La ligne Chamouchouane-Bout-de-l’Île doit relier le Lac-Saint-Jean (photo) à la boucle métropolitaine où la demande d’électricité est en croissance.

©Photo - gracieuseté

La ligne Chamouchouane-Bout-de-l’Île doit relier le Lac-Saint-Jean (photo) à la boucle métropolitaine où la demande d’électricité est en croissance.

JUSTICE. Hydro-Québec, en litige judiciaire depuis novembre 2015 contre des citoyens de Lanaudière, a l’intention de déposer une requête devant la Cour Suprême pour faire renverser une décision récente de la Cour d’appel du Québec leur étant favorable et pouvant, du coup, créer un précédent pour des dizaines de milliers de lots dans la province.

Dans cette décision de la Cour d’appel du Québec, rendue le 25 mai dernier, trois juges donnent raison aux six citoyens et à l’entreprise qui se battent depuis trois ans contre Hydro-Québec au sujet de l’implantation de la ligne Chamouchouane-Bout-de-l’Île dans la servitude adjacente à leurs propriétés appartenant à la société d’État et où passe déjà une ligne électrique.

Les trois magistrats ont conclu qu’Hydro-Québec « ne possède pas de droit réel » lui permettant d’utiliser leurs propriétés pour faire passer la nouvelle ligne électrique Chamouchouane Bout-de-l’Île. Selon leur analyse, Hydro-Québec détient des servitudes pour le passage de la ligne existante, Jacques-Cartier-Duvernay, mais elle ne peut, sans expropriation additionnelle, construire la ligne Chamouchouane-Bout-de-l’Île sur leurs lots.

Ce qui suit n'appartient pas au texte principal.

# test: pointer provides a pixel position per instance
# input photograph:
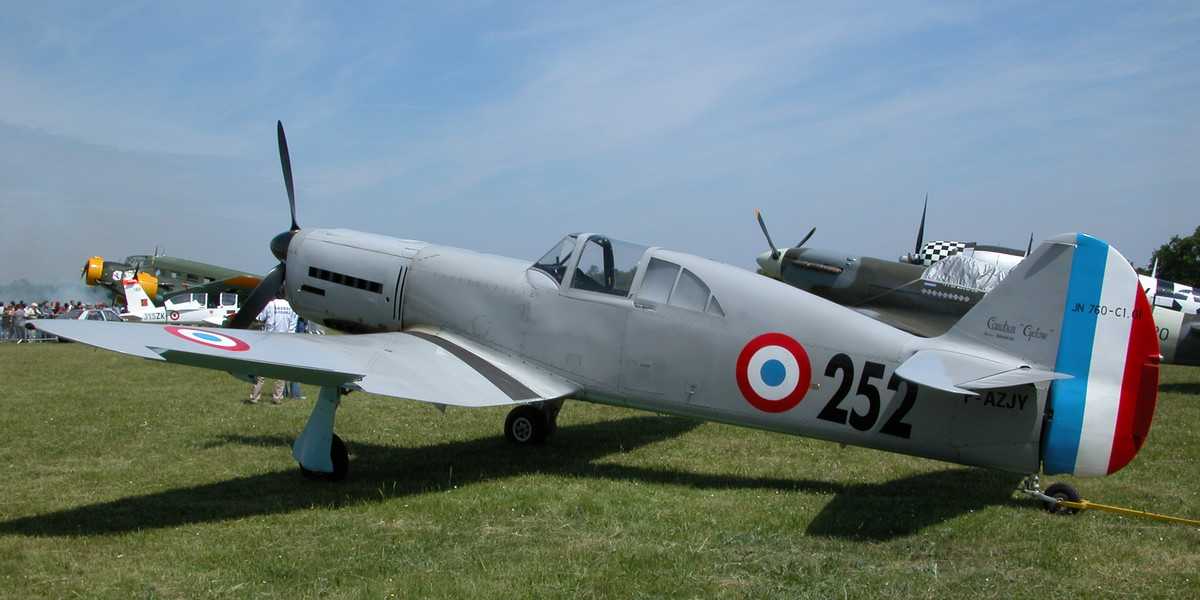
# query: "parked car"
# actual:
(89, 315)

Cette conclusion rejoint ce que les citoyens alléguaient depuis le début du litige judiciaire les opposant à Hydro-Québec concernant son projet de relier le Lac-Saint-Jean à la boucle métropolitaine où la demande en électricité est en croissance. Ceux-ci, selon nos informations, ont déboursé, jusqu’à maintenant, plus de 100 000$ en frais de justice pour débattre avec Hydro-Québec afin de faire valoir leur point.

Avis contraire

En rendant cette décision favorable aux citoyens, les trois magistrats ont émis un avis totalement contraire à celui rendu par le juge de première instance l’an dernier. Celui-ci avait penché en faveur d’Hydro-Québec et avait alors ordonné aux citoyens d’arrêter de faire obstruction au développement du projet de la ligne électrique. Il avait aussi conclu qu’Hydro-Québec avait le droit de passer sa nouvelle ligne de 735 kV.

Il avait aussi refusé que « leur demande de dommage et intérêts pour l’usage non autorisé des servitudes et d’indemnisation pour certains inconvénients liés à des troubles de voisinage » soit entendue, mais les juges de la Cour d’appel du Québec l’ont autorisée.

Une lutte à poursuivre

Cette victoire, les citoyens ont cependant à peine pu la savourer puisqu’Hydro-Québec a rapidement annoncé son intention de porter l’affaire devant le plus haut tribunal du pays.

« Les citoyens sont arrivés à leur but. Le jugement de la Cour d’appel du Québec est encourageant, mais c’est sûr que ce n’est pas terminé », a relevé David Arbour, ex-président du comité Citoyens sous haute tension ayant été dissous dernièrement.  

« J’ai l’intention de me battre jusqu’au bout », a affirmé à L’Action une des citoyennes mis en cause qui a préféré ne pas être nommée.

Selon elle, la société d’État ne fait qu’« étirer le débat » pour que « le monde débarque ».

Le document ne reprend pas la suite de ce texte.